Kisah tentang Kesabaran Guru Sekumpul Hadapi Penyakit

Kisah tentang Kesabaran Guru Sekumpul Hadapi Penyakit
Ketua MUI Banjar KH Fadlan Asy’ari bercerita kenangan tentang Guru Sekumpul. Foto: MUHAMMAD AMIN/RADAR BANJARMASIN

Sepulangnya Guru Sekumpul dari kontrol di rumah sakit, Guru Fadlan mengakui selalu dibekali uang dalam amplop. uang itu jadi bekal hidup sebagai santri di Bangil. Sejak rutin melayani Guru Sekumpul, ia tidak pernah lagi menerima kiriman uang. Pasalnya, bekal langsung diberikan oleh Guru Sekumpul.

“Uang di dalam amplop itu cukup untuk kebutuhan saya selama tiga bulan. Bila menipis, Guru Sekumpul datang lagi kontrol ke rumah sakit dan singgah ke Bangil.

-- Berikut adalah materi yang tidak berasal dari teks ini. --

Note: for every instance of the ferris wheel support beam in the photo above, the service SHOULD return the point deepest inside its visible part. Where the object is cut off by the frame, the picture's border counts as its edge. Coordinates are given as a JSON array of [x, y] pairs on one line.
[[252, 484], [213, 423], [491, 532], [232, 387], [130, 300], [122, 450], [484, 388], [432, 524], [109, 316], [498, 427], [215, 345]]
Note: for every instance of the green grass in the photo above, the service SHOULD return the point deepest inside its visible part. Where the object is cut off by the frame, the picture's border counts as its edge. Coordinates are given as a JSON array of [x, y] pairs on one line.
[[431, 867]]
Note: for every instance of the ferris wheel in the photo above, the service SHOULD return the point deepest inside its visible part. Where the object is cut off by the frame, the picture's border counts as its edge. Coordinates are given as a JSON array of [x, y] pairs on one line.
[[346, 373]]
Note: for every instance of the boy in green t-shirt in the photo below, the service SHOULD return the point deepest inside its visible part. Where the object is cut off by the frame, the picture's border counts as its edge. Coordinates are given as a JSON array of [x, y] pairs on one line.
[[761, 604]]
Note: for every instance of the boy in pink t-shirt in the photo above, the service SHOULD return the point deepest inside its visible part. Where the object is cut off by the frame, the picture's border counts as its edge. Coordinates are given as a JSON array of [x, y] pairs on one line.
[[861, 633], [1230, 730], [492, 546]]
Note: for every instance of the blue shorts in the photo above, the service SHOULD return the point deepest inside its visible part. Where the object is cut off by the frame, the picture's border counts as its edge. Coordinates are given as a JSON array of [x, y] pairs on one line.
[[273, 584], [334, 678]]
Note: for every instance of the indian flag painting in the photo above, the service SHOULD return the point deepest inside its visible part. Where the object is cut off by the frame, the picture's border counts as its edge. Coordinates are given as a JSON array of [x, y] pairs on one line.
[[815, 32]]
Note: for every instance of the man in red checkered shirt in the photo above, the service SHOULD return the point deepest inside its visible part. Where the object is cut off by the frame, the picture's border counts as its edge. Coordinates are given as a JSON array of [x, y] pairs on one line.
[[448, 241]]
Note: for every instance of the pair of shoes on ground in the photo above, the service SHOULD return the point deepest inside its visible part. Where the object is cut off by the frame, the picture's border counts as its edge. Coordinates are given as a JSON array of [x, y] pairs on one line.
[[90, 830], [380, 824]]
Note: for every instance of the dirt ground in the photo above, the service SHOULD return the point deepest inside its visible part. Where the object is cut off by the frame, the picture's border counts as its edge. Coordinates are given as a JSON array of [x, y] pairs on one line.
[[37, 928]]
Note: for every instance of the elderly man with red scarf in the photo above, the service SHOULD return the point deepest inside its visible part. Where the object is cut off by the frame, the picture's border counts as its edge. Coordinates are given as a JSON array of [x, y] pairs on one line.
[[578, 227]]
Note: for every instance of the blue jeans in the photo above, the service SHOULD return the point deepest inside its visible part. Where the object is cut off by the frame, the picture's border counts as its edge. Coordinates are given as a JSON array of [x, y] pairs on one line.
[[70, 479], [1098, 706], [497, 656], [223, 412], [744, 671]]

Kemudian memberikan uang lagi. Dan selalu pas uangnya untuk tiga bulan,” ungkap Guru Fadlan. (mam/ay/ran)

Di sela mengaji dan mondok di Pesantren Datu Kelampaian, Bangil, Pasuruan, KH Fadlan Asy’ari melayani Guru Sekumpul di rumah sakit Islam Surabaya.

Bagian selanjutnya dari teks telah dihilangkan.